Iran. Zelensky gioca col fuoco
Editoriale: L’Ucraina gioca col fuoco e rischia di bruciare da sola
Mentre il Medio Oriente precipita in un nuovo vortice di violenza, l’Ucraina di Volodymyr .Zelensky ha scelto di buttarsi nella mischia con una mossa spericolata e miope. Invece di concentrarsi sulla propria sopravvivenza e sulla ricerca di una via d’uscita dal conflitto con la Russia, Kiev ha deciso di inviare oltre 200 esperti militari in Paesi del Golfo e basi americane per aiutare a neutralizzare i droni iraniani.10i
Teheran non ha tardato a reagire. Un alto esponente iraniano ha avvertito chiaramente che, fornendo questo supporto a Israele e agli Stati Uniti, l’Ucraina si è di fatto schierata nel conflitto e ha trasformato il proprio territorio in un “bersaglio militare legittimo”, invocando persino l’articolo 51 della Carta ONU sul diritto all’autodifesa.0
È una provocazione inutile e pericolosa. L’Iran ha fornito droni alla Russia per anni, è vero. Ma l’Ucraina, invece di limitarsi a difendersi a casa propria, ha scelto di esportare la propria expertise anti-drone per colpire indirettamente Teheran, alleandosi apertamente con chi sta bombardando l’Iran. Zelensky parla di “scambio di tecnologie” e di guadagni economici, come se stesse vendendo un prodotto qualsiasi. In realtà sta aprendo un secondo fronte diplomatico e potenzialmente militare, mentre il suo Paese è già stremato da anni di guerra.
Questa mossa rivela una leadership che ha perso il senso della realtà.

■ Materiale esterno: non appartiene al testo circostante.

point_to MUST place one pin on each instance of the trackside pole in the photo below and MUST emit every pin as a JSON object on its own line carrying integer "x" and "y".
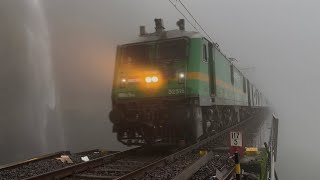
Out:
{"x": 237, "y": 165}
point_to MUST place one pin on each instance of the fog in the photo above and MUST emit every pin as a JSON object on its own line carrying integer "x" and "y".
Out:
{"x": 57, "y": 65}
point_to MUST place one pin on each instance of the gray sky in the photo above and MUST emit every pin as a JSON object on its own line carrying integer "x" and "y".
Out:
{"x": 280, "y": 38}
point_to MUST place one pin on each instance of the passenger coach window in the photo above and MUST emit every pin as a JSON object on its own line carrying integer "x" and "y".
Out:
{"x": 205, "y": 54}
{"x": 174, "y": 49}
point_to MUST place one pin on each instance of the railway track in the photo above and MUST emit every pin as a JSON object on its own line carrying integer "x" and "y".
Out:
{"x": 183, "y": 164}
{"x": 139, "y": 163}
{"x": 43, "y": 164}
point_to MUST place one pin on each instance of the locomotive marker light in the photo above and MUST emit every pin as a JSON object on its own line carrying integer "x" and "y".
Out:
{"x": 155, "y": 79}
{"x": 148, "y": 80}
{"x": 123, "y": 83}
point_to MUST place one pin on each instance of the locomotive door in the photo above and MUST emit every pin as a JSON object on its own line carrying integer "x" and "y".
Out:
{"x": 211, "y": 69}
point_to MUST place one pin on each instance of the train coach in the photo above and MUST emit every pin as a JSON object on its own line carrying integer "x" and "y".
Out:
{"x": 177, "y": 85}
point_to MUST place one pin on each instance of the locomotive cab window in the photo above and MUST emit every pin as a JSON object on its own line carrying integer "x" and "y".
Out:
{"x": 135, "y": 54}
{"x": 173, "y": 49}
{"x": 205, "y": 53}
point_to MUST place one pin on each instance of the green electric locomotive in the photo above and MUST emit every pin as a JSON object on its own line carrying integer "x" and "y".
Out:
{"x": 176, "y": 85}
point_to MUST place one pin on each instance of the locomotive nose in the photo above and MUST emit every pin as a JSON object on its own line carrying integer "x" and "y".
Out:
{"x": 116, "y": 116}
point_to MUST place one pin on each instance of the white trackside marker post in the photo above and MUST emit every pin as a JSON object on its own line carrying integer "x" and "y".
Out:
{"x": 235, "y": 139}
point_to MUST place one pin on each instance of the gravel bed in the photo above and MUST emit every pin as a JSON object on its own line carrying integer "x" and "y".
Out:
{"x": 220, "y": 161}
{"x": 172, "y": 168}
{"x": 42, "y": 166}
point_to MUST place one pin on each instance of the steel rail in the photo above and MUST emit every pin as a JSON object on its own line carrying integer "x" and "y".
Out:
{"x": 229, "y": 174}
{"x": 32, "y": 160}
{"x": 80, "y": 167}
{"x": 171, "y": 157}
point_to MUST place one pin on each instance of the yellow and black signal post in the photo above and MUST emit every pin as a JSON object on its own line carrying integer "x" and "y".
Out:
{"x": 237, "y": 165}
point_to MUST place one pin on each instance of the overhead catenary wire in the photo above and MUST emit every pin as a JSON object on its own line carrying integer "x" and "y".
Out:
{"x": 175, "y": 6}
{"x": 195, "y": 20}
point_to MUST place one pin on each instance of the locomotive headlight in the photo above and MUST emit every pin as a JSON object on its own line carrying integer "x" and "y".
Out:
{"x": 154, "y": 79}
{"x": 181, "y": 77}
{"x": 148, "y": 79}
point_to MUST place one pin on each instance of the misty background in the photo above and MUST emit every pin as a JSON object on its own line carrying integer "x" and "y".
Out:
{"x": 57, "y": 62}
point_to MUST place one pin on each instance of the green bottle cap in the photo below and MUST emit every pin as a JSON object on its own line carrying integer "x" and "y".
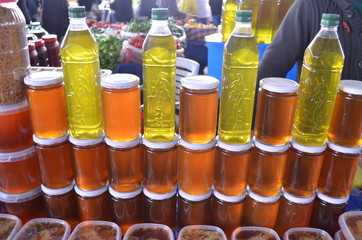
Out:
{"x": 159, "y": 13}
{"x": 77, "y": 12}
{"x": 330, "y": 20}
{"x": 243, "y": 15}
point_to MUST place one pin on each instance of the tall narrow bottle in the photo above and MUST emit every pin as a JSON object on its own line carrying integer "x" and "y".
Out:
{"x": 238, "y": 82}
{"x": 321, "y": 72}
{"x": 80, "y": 60}
{"x": 228, "y": 18}
{"x": 159, "y": 68}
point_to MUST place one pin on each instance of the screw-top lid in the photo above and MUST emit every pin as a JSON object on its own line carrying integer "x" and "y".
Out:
{"x": 120, "y": 81}
{"x": 244, "y": 16}
{"x": 199, "y": 82}
{"x": 279, "y": 85}
{"x": 330, "y": 20}
{"x": 44, "y": 78}
{"x": 77, "y": 12}
{"x": 159, "y": 14}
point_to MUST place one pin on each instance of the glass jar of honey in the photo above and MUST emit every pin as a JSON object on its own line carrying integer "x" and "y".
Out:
{"x": 196, "y": 167}
{"x": 198, "y": 101}
{"x": 161, "y": 166}
{"x": 277, "y": 99}
{"x": 231, "y": 168}
{"x": 126, "y": 164}
{"x": 302, "y": 169}
{"x": 121, "y": 107}
{"x": 50, "y": 86}
{"x": 90, "y": 163}
{"x": 55, "y": 161}
{"x": 269, "y": 162}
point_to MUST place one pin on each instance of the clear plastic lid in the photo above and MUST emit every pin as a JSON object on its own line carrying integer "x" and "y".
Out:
{"x": 201, "y": 232}
{"x": 199, "y": 82}
{"x": 160, "y": 231}
{"x": 279, "y": 85}
{"x": 306, "y": 233}
{"x": 43, "y": 78}
{"x": 254, "y": 233}
{"x": 12, "y": 226}
{"x": 124, "y": 195}
{"x": 18, "y": 156}
{"x": 96, "y": 230}
{"x": 49, "y": 142}
{"x": 123, "y": 144}
{"x": 20, "y": 197}
{"x": 50, "y": 227}
{"x": 160, "y": 145}
{"x": 350, "y": 224}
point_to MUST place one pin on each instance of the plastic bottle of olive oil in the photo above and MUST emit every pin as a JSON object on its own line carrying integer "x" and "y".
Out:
{"x": 159, "y": 68}
{"x": 320, "y": 75}
{"x": 240, "y": 66}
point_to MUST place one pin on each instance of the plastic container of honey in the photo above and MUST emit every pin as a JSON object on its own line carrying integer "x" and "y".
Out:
{"x": 161, "y": 166}
{"x": 231, "y": 168}
{"x": 55, "y": 161}
{"x": 198, "y": 101}
{"x": 90, "y": 163}
{"x": 19, "y": 171}
{"x": 126, "y": 164}
{"x": 96, "y": 230}
{"x": 15, "y": 131}
{"x": 46, "y": 95}
{"x": 267, "y": 161}
{"x": 121, "y": 107}
{"x": 127, "y": 208}
{"x": 196, "y": 167}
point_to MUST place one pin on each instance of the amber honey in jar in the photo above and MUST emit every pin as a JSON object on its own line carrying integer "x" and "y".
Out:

L’Ucraina dipende in larga misura dagli aiuti americani ed europei. Ora, con il conflitto in Medio Oriente che assorbe risorse, attenzione e munizioni, Kiev rischia di vedere ridursi proprio quel sostegno di cui ha disperatamente bisogno. Invece di preoccuparsene, Zelensky getta benzina sul fuoco globale, illudendosi di diventare un attore indispensabile nella grande partita anti-Iran.
Il risultato? L’Iran, già alleato di Mosca, ha ora un motivo in più per considerare l’Ucraina parte del fronte nemico. E mentre i droni iraniani continuano a cadere sulle città ucraine grazie alla Russia, Zelensky va in giro per il Golfo a offrire know-how per abbatterne altri. È un circolo vizioso suicida: si lamenta dell’aiuto iraniano a Putin, ma fa di tutto per trasformarsi in bersaglio diretto di Teheran.
In un momento in cui il mondo avrebbe bisogno di meno fronti aperti e più pragmatismo, l’Ucraina sceglie l’escalation ideologica. Una scelta irresponsabile che potrebbe costare cara non solo a Kiev, ma a tutti coloro che ancora credono che questa guerra possa finire senza trascinare l’intero pianeta nel caos. È ora di chiedersi: fino a che punto Zelensky è disposto a rischiare il futuro del suo Paese pur di restare aggrappato alla narrazione del “campione dell’Occidente”?